Day 132: When I Let Things Settle
July 23, 2020
Day 132
One of the questions in one of the prompts in the current group I'm leading is: Who are you without your various "roles" in life?
If this question sparks something for you, set a timer for 10 minutes and see what happens when you just start and keep going. Here's my (unedited) freewrite from this morning.
In the past, I would have met this question much the way I would have met a trap. Ensnarement would ensue. Who am I when I'm not a... (wife, mother, etc)? I would have snuck off to write in my journal, furiously self-reflective, searching for the elusive "self" beneath the roles, beyond the roles.
I have changed, apparently.
I no longer really read this question as a trap or a source of tsuris, which happens to a be a great Yiddish word for angst.
It's not that I don't have tsuris. Oh, do I have tsuris! (You have to read this with a Yiddish accent.)
But my angst is no longer quite as snarled and tangled up in this idea of roles. This probably reflects the fact that who I am in my life feels less and less like "roles" over time and more and more like just my whole self. I don't parse them out anymore, perhaps because I don't feel the fierce need to claim and protect one part against another as I might have in the past.
This made sense when my kids were little and I was desperately searching for Susan, I mean, me, I mean, the writer, artist, freedom flyer me who felt bound and sometimes gagged by the contracts I'd made. I quit job after job, or so it felt at the time if not in reality (it wasn't really that dramatically serial).
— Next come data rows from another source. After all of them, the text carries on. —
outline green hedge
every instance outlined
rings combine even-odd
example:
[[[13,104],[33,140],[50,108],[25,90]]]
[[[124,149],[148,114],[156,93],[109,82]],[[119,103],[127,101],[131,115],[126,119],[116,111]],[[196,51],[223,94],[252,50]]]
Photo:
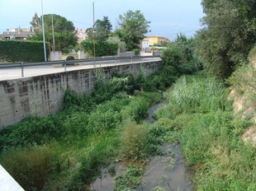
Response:
[[[81,48],[84,49],[90,56],[94,54],[93,41],[83,40],[80,44]],[[107,41],[95,42],[95,54],[97,57],[100,56],[112,56],[116,55],[118,45],[116,43],[110,43]]]
[[[46,53],[49,46],[46,44]],[[42,62],[45,60],[42,41],[0,40],[1,62]]]

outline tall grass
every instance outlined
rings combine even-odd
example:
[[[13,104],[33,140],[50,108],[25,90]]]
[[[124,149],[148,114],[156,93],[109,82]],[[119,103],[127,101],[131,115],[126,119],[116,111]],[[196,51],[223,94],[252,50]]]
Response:
[[[255,190],[255,148],[240,138],[249,123],[234,119],[225,92],[213,78],[181,77],[157,113],[158,123],[165,122],[176,134],[197,170],[197,190]]]
[[[53,170],[55,153],[46,145],[9,150],[1,164],[25,190],[41,190]]]

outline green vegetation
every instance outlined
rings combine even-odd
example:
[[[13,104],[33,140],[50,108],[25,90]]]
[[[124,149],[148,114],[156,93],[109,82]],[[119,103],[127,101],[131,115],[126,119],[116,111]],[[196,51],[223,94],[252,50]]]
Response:
[[[55,26],[55,50],[61,50],[65,53],[69,53],[69,46],[75,46],[77,44],[78,37],[75,36],[74,26],[72,21],[68,21],[65,17],[63,17],[55,14],[44,15],[45,31],[45,41],[49,43],[49,49],[53,50],[53,33],[52,33],[52,16]],[[41,17],[35,18],[36,22],[32,21],[31,22],[33,26],[36,35],[30,38],[31,40],[42,41],[43,31],[42,31],[42,21]]]
[[[149,32],[149,24],[150,21],[145,20],[140,11],[129,10],[119,16],[118,29],[114,34],[126,44],[127,49],[130,51],[139,48],[140,41]]]
[[[221,82],[183,77],[167,93],[167,105],[155,117],[166,138],[178,142],[196,170],[197,190],[254,190],[255,148],[240,135],[251,123],[233,117]]]
[[[165,67],[157,73],[161,71]],[[95,71],[90,95],[68,90],[57,114],[30,116],[0,131],[1,164],[25,189],[87,190],[101,168],[116,159],[139,168],[136,163],[157,152],[156,127],[141,123],[162,96],[146,90],[156,90],[157,84],[164,89],[168,77],[148,78],[142,65],[137,79],[114,75],[104,82],[102,72]],[[131,176],[124,179],[132,181]]]
[[[0,40],[0,49],[1,62],[42,62],[45,59],[43,42]]]
[[[254,124],[249,118],[235,119],[232,103],[226,99],[227,85],[232,84],[239,87],[239,93],[249,96],[249,103],[254,103],[255,68],[249,64],[237,68],[247,63],[245,55],[255,41],[251,23],[255,12],[248,9],[249,3],[253,1],[203,1],[208,27],[196,39],[180,34],[167,44],[162,54],[164,64],[154,75],[147,77],[141,64],[136,78],[115,74],[105,82],[102,71],[95,70],[97,84],[89,95],[68,90],[64,108],[57,114],[30,116],[2,129],[1,164],[26,190],[88,190],[102,167],[113,173],[114,162],[121,161],[126,173],[116,178],[115,190],[130,190],[140,186],[145,162],[159,153],[159,145],[178,142],[187,163],[195,169],[197,190],[255,190],[255,147],[240,138]],[[219,7],[220,11],[226,8],[220,20],[216,19]],[[128,12],[121,21],[125,24],[131,19],[135,24],[136,14],[144,19],[142,30],[146,30],[149,23],[140,12]],[[249,22],[246,31],[236,27],[230,34],[216,27],[220,21],[237,26],[244,20]],[[105,24],[98,21],[98,30]],[[128,40],[123,31],[115,34]],[[135,48],[139,39],[130,40],[128,49]],[[235,68],[239,69],[224,82]],[[206,70],[198,72],[203,68]],[[206,77],[206,72],[217,77]],[[253,80],[248,80],[249,76]],[[166,105],[155,113],[157,121],[144,123],[148,108],[162,95]],[[158,186],[154,189],[162,190]]]
[[[101,56],[111,56],[116,55],[118,44],[116,43],[111,43],[109,41],[97,40],[95,42],[91,40],[83,40],[79,47],[83,49],[88,56],[94,55],[94,43],[95,43],[95,55]]]
[[[205,28],[197,35],[197,54],[209,73],[225,79],[247,63],[255,44],[256,2],[203,0],[201,4]]]

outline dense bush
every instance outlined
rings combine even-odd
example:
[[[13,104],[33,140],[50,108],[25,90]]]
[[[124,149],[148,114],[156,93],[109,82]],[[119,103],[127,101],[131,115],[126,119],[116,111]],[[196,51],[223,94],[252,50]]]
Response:
[[[234,119],[223,84],[213,78],[182,77],[156,114],[168,140],[183,147],[197,172],[197,190],[254,190],[255,149],[240,139],[250,123]]]
[[[90,56],[94,55],[93,41],[83,40],[81,42],[80,46]],[[117,49],[118,44],[116,43],[99,40],[95,41],[95,55],[97,57],[116,55]]]
[[[46,44],[46,48],[49,47]],[[0,61],[42,62],[44,44],[40,41],[0,40]],[[46,49],[46,53],[49,51]]]
[[[49,146],[10,150],[1,160],[25,190],[41,190],[52,173],[53,162],[54,152]]]

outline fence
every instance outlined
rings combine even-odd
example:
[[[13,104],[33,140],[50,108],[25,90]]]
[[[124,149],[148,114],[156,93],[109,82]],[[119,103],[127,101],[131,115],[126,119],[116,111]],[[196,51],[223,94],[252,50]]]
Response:
[[[21,68],[21,77],[24,77],[25,68],[28,67],[42,67],[42,66],[56,66],[60,65],[64,68],[64,72],[66,72],[67,66],[69,65],[92,65],[94,64],[106,64],[106,63],[134,63],[150,61],[155,58],[159,58],[159,56],[129,56],[129,57],[98,57],[92,58],[85,59],[73,59],[73,60],[57,60],[50,62],[41,62],[41,63],[0,63],[0,69],[4,68]]]

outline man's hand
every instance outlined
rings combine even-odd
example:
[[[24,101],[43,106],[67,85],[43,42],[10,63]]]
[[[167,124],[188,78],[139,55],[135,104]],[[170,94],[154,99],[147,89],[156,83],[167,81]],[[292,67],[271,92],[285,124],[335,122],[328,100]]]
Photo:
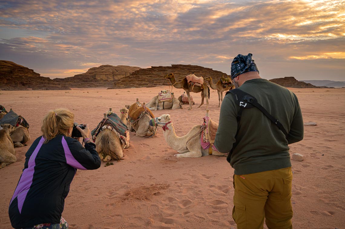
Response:
[[[90,133],[91,131],[89,128],[89,124],[84,124],[83,125],[85,127],[85,128],[84,129],[82,129],[79,126],[76,127],[77,129],[80,132],[81,136],[82,136],[83,138],[89,138],[89,136],[90,136]]]

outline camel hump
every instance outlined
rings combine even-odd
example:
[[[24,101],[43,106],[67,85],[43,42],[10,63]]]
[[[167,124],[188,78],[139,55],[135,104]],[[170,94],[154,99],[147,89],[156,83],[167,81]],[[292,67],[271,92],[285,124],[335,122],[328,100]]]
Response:
[[[186,77],[187,78],[188,83],[190,82],[193,82],[193,83],[199,83],[201,85],[204,84],[204,78],[202,76],[198,77],[193,74],[188,75],[186,76]]]

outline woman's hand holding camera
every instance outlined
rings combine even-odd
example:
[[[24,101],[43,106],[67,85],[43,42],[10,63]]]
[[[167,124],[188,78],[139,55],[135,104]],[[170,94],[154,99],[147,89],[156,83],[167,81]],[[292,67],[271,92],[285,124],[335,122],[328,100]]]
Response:
[[[83,125],[85,127],[85,129],[84,129],[78,126],[76,127],[77,129],[80,132],[80,133],[81,134],[81,136],[83,138],[89,138],[89,136],[90,136],[90,133],[91,132],[91,131],[89,128],[89,124],[84,124]]]

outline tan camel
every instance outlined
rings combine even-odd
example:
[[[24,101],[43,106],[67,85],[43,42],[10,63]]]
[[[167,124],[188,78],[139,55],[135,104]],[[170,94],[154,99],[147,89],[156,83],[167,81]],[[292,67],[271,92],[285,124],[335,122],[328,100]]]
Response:
[[[146,106],[151,111],[156,111],[157,110],[162,110],[164,109],[172,108],[174,110],[178,108],[183,109],[182,105],[180,103],[180,101],[174,96],[174,92],[171,92],[171,96],[172,97],[171,101],[164,101],[160,103],[158,102],[158,95],[156,95],[151,100],[149,103],[146,104]]]
[[[124,107],[120,109],[121,114],[120,118],[125,123],[127,123],[128,110]],[[109,162],[111,159],[119,160],[122,160],[124,156],[122,149],[127,149],[129,147],[129,133],[128,133],[128,143],[124,145],[120,140],[118,134],[112,128],[108,127],[99,132],[95,140],[96,144],[96,151],[98,153],[101,160],[104,162]]]
[[[17,161],[13,142],[10,137],[15,128],[9,124],[3,124],[0,130],[0,169]]]
[[[163,129],[163,134],[167,143],[171,148],[180,153],[174,156],[177,157],[200,157],[209,155],[208,149],[204,149],[201,146],[200,127],[196,125],[192,128],[188,133],[182,137],[178,137],[170,118],[170,115],[165,114],[157,118],[157,125]],[[213,150],[212,155],[224,156],[225,154]]]
[[[145,113],[141,116],[144,112]],[[128,129],[130,132],[135,131],[137,137],[150,137],[154,135],[157,127],[150,127],[149,122],[155,118],[155,115],[150,109],[145,106],[145,103],[142,105],[137,99],[137,102],[130,107],[128,116]]]
[[[191,89],[190,88],[188,81],[186,77],[179,82],[176,82],[176,80],[175,80],[175,76],[172,73],[167,75],[165,76],[165,78],[170,80],[174,87],[176,88],[182,88],[186,91],[187,96],[188,97],[188,101],[189,103],[189,107],[188,108],[188,110],[190,110],[192,108],[192,104],[190,101],[190,94],[191,92],[195,93],[199,93],[201,92],[201,103],[198,107],[200,107],[201,105],[204,104],[204,99],[206,98],[206,109],[207,109],[207,107],[208,107],[208,99],[210,98],[210,89],[206,83],[204,83],[203,89],[202,89],[201,87],[196,85],[194,85],[194,87],[192,86],[192,88]]]
[[[211,88],[214,90],[217,90],[217,92],[218,93],[218,100],[219,101],[219,103],[218,104],[218,107],[220,106],[221,101],[223,102],[223,92],[228,91],[228,90],[231,90],[234,89],[235,88],[235,86],[234,85],[234,84],[231,84],[231,85],[224,87],[223,87],[223,85],[222,84],[221,82],[220,82],[220,80],[218,80],[216,84],[214,84],[213,81],[212,81],[212,77],[210,76],[206,77],[204,79],[208,83]]]
[[[29,130],[22,126],[16,127],[16,129],[10,135],[13,142],[14,147],[21,147],[30,140]]]

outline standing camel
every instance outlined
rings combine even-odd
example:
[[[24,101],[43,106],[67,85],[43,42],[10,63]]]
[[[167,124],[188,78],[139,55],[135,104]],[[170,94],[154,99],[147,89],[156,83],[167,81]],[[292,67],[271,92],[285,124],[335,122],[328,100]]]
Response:
[[[201,103],[198,107],[200,107],[201,105],[204,104],[204,99],[206,98],[206,109],[207,109],[207,107],[208,107],[208,99],[210,98],[210,89],[206,83],[204,83],[203,89],[196,85],[195,85],[194,87],[191,87],[191,89],[188,83],[187,79],[186,77],[179,82],[176,82],[176,80],[175,80],[175,76],[172,73],[167,75],[165,76],[165,78],[170,80],[170,82],[172,84],[172,86],[175,88],[182,88],[186,91],[187,96],[188,97],[188,102],[189,103],[189,108],[188,108],[188,110],[191,110],[192,108],[192,103],[191,101],[190,94],[190,93],[191,92],[195,93],[199,93],[201,92]]]
[[[220,106],[220,102],[223,102],[223,92],[228,90],[231,90],[235,88],[234,84],[232,83],[231,85],[227,86],[224,87],[220,80],[218,80],[216,84],[214,84],[213,81],[212,81],[212,78],[211,76],[206,77],[204,78],[204,79],[208,83],[211,88],[214,90],[217,90],[217,92],[218,93],[218,100],[219,101],[219,103],[218,104],[218,107]]]

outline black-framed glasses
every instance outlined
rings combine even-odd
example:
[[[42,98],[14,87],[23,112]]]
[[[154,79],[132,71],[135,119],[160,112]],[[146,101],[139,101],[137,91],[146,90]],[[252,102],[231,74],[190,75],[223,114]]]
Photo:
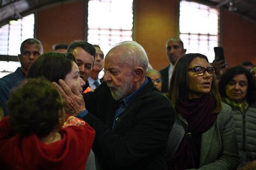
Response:
[[[208,73],[211,75],[214,75],[215,72],[216,72],[216,68],[210,66],[207,68],[204,68],[203,66],[196,66],[193,68],[190,68],[187,71],[192,71],[197,73],[198,75],[204,75],[205,72],[207,71]]]
[[[40,53],[38,51],[34,51],[32,53],[28,51],[25,51],[22,53],[22,55],[26,56],[31,56],[31,54],[33,54],[33,56],[38,56],[40,55]]]
[[[154,79],[152,79],[152,82],[153,82],[153,84],[155,83],[155,81],[156,82],[156,83],[160,83],[161,82],[162,82],[162,79],[161,79],[161,78],[159,78],[157,79],[156,79],[155,80],[154,80]]]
In my mind's eye looking back, I bucked against so much even though you would not have looked at younger me and necessarily have perceived bucking.
Anyway, where was I? Where am I? Who am I when I let all the things settle?
Just here.
Really just here.
It is rarer than I would like. I still get myself so very agitated internally. Perfectionism and anxiety float like errant debris through my veins. I drink a lot of water, as if to flush these out and replace them with ease, with calm, with authenticity and centeredness, with steady steps up the mountain. I am at my best when I'm focused and not allowing myself to be swirled up in habitual worries, worries like, "Who am I when I'm not all these roles."
Finally, the words "good enough" float to the surface and I want to gently scoop them into cupped palms, place them in a bowl with flower petals or something similarly lovely. I want to protect this notion and keep it close. Nothing to buck up against or reject, just this knowing that I can stop trying so hard. That I can rest.